Ve Peygamber (sallallahü aleyhi ve sellem): “Hısımına veren için iki ecr vardır: Hısımlık ecri, sadaka ecri” buyurdu.
1484-……Bize Mâlik, Abdullah ibnu Ebî Talha’nın oğlu İshâk’tan haber verdi ki, O, Enes ibn Mâlik (radıyallahü anh) şöyle derken işitmiştir: Ebû Talha, Medîne’de hurmalık mal cihetiyle Ensâr’ın en zengini idi. Kendisine mallarının en sevimlisi de Beyruhâ (denilen bûstânı) idi. Beyruhâ, Mescid’in karşısında idi. Rasûlüllah (sallallahü aleyhi ve sellem) da Beyruhâ’ya girer ve onun içindeki güzel sudan içerdi. Enes dedi ki: Şu “Siz, sevdiğiniz şeylerden (Allah yolunda) harcayıncaya kadar asla iyiliğe ermiş olmazsınız. Her ne infâk ederseniz, şübhesiz Allah onu bilicidir” (Âl-i İmrân: 92) âyeti inince, Ebû Talha kalkıp, doğru Rasûlüllah’a geldi de:
— Yâ Rasûlallah! Şübhesiz çok mübarek ve çok yüce olan Allah “Siz sevdiğiniz şeylerden harcayıncaya kadar asla iyiliğe ermiş olmazsınız… ” buyuruyor. Bana malımın en sevgili olanı ise Beyruhâ’dır. Beyruhâ, Allah için sadakadır. Bu sadakanın hayrını ve onun Allah katında bir âhiret azığı olmasını umud ediyorum. Yâ Rasûlallah! Bu bustânımı Allah’ın sana gösterdiği münâsib cihete koy, sarfet, dedi. Enes dedi ki: Bu söz üzerine Rasûlüllah:
— “Ne hoş! İşte bu kazançlı bir maldır. İşte bu kazançlı bir maldır. Ben senin söylediğin sözü işitmişimdir. Ben bu bustânı yakınlarına tahsis etmeni uygun görürüm” buyurdu.
Ebû Talha da:
— Yâ Rasûlallah, ben de senin arzun gibi yaparım, dedi.
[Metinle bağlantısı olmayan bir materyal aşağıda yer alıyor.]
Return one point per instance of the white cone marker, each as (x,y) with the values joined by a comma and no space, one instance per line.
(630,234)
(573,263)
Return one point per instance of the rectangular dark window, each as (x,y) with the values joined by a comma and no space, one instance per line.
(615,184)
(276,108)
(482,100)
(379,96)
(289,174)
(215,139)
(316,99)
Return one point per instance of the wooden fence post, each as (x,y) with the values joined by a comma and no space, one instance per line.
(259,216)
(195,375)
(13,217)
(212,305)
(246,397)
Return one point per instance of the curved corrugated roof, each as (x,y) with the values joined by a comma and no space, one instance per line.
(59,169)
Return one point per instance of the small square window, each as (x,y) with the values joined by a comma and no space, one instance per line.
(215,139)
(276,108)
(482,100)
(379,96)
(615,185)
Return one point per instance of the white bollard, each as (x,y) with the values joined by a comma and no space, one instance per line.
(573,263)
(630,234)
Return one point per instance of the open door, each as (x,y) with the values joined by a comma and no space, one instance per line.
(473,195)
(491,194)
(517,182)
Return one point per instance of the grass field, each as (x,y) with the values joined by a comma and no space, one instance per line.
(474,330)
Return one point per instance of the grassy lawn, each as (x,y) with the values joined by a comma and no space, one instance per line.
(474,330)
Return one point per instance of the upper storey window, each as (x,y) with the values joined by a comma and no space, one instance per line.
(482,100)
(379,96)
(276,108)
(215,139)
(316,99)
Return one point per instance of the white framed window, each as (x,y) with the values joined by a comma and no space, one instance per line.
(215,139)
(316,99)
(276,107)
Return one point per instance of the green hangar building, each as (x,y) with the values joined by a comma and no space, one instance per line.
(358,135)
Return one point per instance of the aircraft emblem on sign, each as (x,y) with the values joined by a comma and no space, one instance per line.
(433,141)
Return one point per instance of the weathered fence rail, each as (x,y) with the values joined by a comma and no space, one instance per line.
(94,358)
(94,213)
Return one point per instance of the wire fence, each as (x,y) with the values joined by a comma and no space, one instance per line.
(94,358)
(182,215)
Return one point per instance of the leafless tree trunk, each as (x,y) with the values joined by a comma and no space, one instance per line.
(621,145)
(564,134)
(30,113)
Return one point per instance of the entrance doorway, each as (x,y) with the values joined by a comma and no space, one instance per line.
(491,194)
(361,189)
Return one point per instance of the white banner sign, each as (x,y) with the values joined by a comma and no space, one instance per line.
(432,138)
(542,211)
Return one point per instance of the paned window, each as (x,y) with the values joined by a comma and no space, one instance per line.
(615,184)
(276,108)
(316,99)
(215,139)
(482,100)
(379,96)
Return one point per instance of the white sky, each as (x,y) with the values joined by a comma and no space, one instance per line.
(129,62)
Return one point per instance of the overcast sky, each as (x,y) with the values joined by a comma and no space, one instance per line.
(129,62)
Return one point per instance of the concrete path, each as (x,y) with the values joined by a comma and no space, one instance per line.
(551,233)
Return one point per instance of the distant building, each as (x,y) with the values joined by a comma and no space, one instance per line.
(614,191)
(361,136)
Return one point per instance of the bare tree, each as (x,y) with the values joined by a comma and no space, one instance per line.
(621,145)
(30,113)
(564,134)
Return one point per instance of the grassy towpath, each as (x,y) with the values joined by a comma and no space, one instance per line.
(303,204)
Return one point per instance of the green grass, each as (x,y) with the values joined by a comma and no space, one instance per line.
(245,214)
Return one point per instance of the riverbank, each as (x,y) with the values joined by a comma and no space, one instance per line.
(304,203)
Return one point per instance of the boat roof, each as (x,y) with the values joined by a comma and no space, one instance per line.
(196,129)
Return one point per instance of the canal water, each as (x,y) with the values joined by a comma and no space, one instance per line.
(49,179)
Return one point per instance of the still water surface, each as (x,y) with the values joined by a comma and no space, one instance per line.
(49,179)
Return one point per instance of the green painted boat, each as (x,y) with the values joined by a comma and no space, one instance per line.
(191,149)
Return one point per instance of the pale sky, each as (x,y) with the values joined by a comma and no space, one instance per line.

Ve Ebû Talha Beyruhâ’yı yakınları ve amcaoğulları arasında taksîm etti.
Bu hadîsi rivayet etmekte Ravh da Abdullah ibn Yûsuf’a mutâbaaî etti. Yahya ibn Yahya ile İsmail’in İmâm Mâlik’ten gelen rivayetlerinde “Râbih” yerine “Râyıh” lâfzını söylemiştir.